Klein, aber oho. Ein Schließfach für das Wichtigste im Leben Foto: Lichtgut/Archiv

Unspektakulär, aber wichtig: Eine Stiftung hat in Ludwigsburg eine Schließfachanlage für Obdachlose gespendet. Für die Betroffenen hat sie eine Bedeutung, die sich Otto-Normalbürger kaum vorstellen können.

Ludwigsburg - Für Otto-Normalbürger ist die neue Schließfachanlage im Garten der Wohnungslosenhilfe Ludwigsburg einfach eine Schließfachanlage. Für diejenigen, die sie nutzen dürfen, hat die Anlage eine viel größere Bedeutung: In den kleinen Boxen können sie all ihren Besitz unterbringen. Den Beutel mit den wichtigsten Papieren, die Tüten mit den Kleidern, die Isomatte oder was sonst nötig ist für das Überleben auf der Straße. Sind die Sachen in den Boxen verwahrt, müssen sich die Obdachlosen keine Sorgen mehr machen, dass ihnen ihr letzter Besitz beim Aufenthalt in der Stadt gestohlen wird. „Das ist eine super Sache“, sagt Heinrich Knodel, der Leiter der Ludwigsburger Wohnungslosenhilfe, wo die Anlage mit neun Fächern am Freitag offiziell eröffnet worden ist. Und super findet er die Sache nicht nur deshalb, weil die Taschen und Tüten nun nicht mehr in seinem Büro lagern.

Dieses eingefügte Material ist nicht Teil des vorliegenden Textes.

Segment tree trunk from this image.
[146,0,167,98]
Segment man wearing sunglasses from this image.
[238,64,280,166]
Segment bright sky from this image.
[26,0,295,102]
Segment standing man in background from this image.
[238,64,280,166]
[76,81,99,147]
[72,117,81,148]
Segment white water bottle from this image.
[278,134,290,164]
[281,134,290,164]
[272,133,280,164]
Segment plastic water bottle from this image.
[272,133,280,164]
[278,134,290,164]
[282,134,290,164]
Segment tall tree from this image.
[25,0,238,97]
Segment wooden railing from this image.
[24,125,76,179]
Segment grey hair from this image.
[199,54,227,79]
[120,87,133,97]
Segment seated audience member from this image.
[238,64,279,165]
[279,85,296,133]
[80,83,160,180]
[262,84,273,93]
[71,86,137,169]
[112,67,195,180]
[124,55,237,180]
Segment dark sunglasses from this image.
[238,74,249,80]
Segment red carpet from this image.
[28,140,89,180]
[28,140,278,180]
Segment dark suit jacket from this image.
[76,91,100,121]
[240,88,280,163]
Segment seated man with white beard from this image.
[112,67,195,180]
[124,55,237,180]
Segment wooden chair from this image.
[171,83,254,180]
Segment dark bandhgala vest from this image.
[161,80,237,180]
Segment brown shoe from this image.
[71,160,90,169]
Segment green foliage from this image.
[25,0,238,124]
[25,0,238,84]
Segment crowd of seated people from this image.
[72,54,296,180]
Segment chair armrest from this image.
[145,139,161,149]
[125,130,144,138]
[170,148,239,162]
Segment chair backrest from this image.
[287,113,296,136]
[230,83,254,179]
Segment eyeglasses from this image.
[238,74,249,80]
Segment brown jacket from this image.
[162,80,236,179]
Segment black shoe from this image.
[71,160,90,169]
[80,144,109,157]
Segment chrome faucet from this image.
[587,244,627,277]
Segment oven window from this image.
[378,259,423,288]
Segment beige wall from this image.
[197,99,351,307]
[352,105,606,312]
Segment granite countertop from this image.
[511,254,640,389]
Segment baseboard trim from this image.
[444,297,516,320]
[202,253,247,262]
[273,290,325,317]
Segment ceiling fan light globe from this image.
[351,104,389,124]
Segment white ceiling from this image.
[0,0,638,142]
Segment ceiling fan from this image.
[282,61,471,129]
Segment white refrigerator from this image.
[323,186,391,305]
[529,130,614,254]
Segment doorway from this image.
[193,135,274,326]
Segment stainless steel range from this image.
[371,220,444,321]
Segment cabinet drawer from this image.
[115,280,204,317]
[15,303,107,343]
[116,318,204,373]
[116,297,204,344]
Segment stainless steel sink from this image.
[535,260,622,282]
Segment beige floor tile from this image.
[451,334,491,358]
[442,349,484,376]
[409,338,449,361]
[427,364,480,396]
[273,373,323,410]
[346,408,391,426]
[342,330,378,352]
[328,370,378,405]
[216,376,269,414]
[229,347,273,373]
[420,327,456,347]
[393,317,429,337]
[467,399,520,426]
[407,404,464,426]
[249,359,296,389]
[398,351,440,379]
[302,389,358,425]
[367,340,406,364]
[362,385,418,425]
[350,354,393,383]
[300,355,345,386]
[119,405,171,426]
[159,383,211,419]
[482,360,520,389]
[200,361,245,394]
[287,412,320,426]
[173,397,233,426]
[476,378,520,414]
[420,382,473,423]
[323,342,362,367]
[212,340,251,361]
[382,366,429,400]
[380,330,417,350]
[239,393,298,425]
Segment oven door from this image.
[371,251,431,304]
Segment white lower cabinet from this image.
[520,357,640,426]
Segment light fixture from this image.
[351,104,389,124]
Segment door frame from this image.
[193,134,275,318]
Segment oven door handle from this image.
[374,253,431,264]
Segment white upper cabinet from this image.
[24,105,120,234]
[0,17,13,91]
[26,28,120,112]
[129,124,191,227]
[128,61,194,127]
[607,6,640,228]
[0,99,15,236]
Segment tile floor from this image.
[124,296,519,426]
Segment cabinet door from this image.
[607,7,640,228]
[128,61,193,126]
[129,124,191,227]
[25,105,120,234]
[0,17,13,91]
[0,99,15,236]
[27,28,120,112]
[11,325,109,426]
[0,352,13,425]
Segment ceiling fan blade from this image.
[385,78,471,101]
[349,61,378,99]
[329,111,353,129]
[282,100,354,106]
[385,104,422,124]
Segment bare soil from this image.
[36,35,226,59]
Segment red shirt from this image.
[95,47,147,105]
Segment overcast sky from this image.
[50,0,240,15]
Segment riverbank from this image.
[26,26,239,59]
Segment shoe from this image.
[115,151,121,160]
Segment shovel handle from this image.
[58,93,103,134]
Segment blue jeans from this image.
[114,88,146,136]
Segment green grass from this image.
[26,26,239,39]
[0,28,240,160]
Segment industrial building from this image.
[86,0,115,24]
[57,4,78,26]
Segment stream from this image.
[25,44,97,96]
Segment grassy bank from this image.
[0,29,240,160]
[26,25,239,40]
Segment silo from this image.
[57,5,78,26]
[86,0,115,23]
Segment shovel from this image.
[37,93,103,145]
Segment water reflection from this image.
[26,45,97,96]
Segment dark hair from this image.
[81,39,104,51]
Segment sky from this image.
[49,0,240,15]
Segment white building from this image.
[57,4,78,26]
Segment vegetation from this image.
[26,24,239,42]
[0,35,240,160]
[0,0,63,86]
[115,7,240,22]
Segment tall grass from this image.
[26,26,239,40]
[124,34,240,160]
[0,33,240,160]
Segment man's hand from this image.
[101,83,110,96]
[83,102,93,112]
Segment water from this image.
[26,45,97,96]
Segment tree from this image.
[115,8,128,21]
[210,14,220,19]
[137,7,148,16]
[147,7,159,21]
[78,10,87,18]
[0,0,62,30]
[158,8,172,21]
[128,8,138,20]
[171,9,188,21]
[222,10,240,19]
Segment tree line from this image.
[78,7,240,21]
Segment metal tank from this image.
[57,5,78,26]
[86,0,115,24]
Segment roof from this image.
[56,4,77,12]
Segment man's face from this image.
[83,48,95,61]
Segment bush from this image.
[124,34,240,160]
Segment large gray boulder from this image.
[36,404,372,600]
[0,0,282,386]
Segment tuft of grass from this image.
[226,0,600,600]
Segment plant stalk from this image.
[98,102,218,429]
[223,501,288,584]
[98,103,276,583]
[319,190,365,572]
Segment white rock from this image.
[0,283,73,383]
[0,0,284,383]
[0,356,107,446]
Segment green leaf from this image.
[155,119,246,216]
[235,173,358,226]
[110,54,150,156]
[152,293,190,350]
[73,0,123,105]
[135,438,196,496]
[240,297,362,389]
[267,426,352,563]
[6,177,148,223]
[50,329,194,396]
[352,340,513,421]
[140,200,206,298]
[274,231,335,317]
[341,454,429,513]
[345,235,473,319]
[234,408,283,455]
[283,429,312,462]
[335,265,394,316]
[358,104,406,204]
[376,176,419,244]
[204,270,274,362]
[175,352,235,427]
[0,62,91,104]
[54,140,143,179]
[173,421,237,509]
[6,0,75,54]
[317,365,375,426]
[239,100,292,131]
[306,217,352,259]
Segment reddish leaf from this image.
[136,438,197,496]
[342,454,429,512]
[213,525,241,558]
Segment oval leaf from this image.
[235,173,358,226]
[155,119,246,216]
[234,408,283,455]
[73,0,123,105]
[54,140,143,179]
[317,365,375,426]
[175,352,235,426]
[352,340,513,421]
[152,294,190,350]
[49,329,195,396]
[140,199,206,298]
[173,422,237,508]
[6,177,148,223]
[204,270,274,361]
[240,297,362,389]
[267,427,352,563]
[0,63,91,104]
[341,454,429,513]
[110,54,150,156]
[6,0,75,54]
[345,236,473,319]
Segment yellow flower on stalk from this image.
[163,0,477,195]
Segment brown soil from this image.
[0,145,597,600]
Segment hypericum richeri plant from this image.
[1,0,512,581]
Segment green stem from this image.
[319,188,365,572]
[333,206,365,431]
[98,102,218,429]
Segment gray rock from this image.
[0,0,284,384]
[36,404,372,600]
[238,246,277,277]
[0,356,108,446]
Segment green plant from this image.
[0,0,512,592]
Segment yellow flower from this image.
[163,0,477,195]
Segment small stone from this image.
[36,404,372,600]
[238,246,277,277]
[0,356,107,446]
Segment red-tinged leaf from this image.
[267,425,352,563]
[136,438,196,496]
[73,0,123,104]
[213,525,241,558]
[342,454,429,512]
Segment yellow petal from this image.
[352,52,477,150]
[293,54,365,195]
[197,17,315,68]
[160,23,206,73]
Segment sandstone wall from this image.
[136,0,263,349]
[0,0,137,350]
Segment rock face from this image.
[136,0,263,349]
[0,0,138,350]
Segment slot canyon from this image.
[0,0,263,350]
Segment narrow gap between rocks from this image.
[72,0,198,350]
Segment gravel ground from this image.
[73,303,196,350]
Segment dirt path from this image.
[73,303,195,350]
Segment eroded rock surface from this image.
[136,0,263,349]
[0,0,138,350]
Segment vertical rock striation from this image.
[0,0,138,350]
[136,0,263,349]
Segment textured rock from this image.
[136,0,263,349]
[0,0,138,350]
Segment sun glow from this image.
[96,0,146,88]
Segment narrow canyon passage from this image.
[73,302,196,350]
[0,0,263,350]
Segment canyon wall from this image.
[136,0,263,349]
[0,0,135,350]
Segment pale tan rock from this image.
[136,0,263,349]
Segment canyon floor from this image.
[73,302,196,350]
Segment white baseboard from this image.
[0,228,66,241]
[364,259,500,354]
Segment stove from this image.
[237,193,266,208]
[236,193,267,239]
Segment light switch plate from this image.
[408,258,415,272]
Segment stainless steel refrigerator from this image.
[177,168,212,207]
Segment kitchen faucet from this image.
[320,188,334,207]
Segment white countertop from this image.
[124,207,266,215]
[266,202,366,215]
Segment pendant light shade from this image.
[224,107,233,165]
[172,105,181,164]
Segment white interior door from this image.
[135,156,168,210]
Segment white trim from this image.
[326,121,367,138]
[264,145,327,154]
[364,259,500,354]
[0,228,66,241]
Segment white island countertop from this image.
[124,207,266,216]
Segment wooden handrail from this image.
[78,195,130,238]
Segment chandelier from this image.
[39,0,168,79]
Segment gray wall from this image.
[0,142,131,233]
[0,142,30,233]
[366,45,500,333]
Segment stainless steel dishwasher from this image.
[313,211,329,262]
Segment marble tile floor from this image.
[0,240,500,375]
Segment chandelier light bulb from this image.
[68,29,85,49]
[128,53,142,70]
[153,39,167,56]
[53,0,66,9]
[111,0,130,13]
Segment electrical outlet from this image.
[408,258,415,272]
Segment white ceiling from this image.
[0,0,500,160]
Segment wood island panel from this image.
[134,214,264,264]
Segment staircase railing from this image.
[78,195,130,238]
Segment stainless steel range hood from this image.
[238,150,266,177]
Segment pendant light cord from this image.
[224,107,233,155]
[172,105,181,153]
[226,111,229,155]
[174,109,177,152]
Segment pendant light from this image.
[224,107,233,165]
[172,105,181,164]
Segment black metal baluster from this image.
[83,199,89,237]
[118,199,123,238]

Nächte in der Unterführung

Die gemeinnützige Einrichtung betreut in ihrer Tagesstätte in der Friedrichstraße aktuell 53 wohnungslose Menschen. Die Schließfächer sind für die Klienten, für die definitiv keine Unterkunft gefunden wird. Entweder weil die Betroffenen psychisch schwer krank oder alkoholabhängig sind und deshalb in keiner Unterkunft (mehr) aufgenommen werden. Oder weil sie keinen Anspruch auf Sozialhilfeleistungen in Deutschland haben – also auch nicht auf einen Platz in einer Obdachlosenunterkunft. Zurzeit befinden sich sieben Männer in einer solch aussichtslosen Situation.

Fünf davon stammen aus Osteuropa, dürfen also offiziell nicht betreut werden. Sie versuchen, in Ludwigsburg Geld für den Lebensunterhalt in ihrer Heimat zu verdienen, indem sie die Straßenzeitung „Trottwar“ verkaufen oder indem sie betteln. In der Tagesstätte können sie sich und ihre Wäsche waschen und essen – doch die Nächte verbringen die Männer in Unterführungen oder Parks.

Häftlinge helfen Obdachlosen

Das Schlimmste am Leben auf der Straße, hat Knodel bei den vielen Gesprächen mit Betroffenen gelernt, ist die ständige Angst um den Verlust des Besitzes, etwa weil der Rucksack gestohlen wird. Das ist, übersetzt Knodel, wie wenn Otto-Normalbürgern die Wohnung weg genommen würde. Mit den neuen Fächern müssen Obdachlose sich zumindest diese Sorgen nicht mehr machen.

Die Anlage im Wert von rund 5000 Euro ist ein Geschenk der in Stuttgart beheimateten Möhler-Stiftung. Gefertigt wurde sie von Häftlingen in der JVA Heilbronn. Eine erste solche Anlage hat die Organisation, die Menschen in Notlagen helfen will, vor gut zwei Jahren der Caritas-Tagesstätte in der Stuttgarter Olgastraße gestiftet.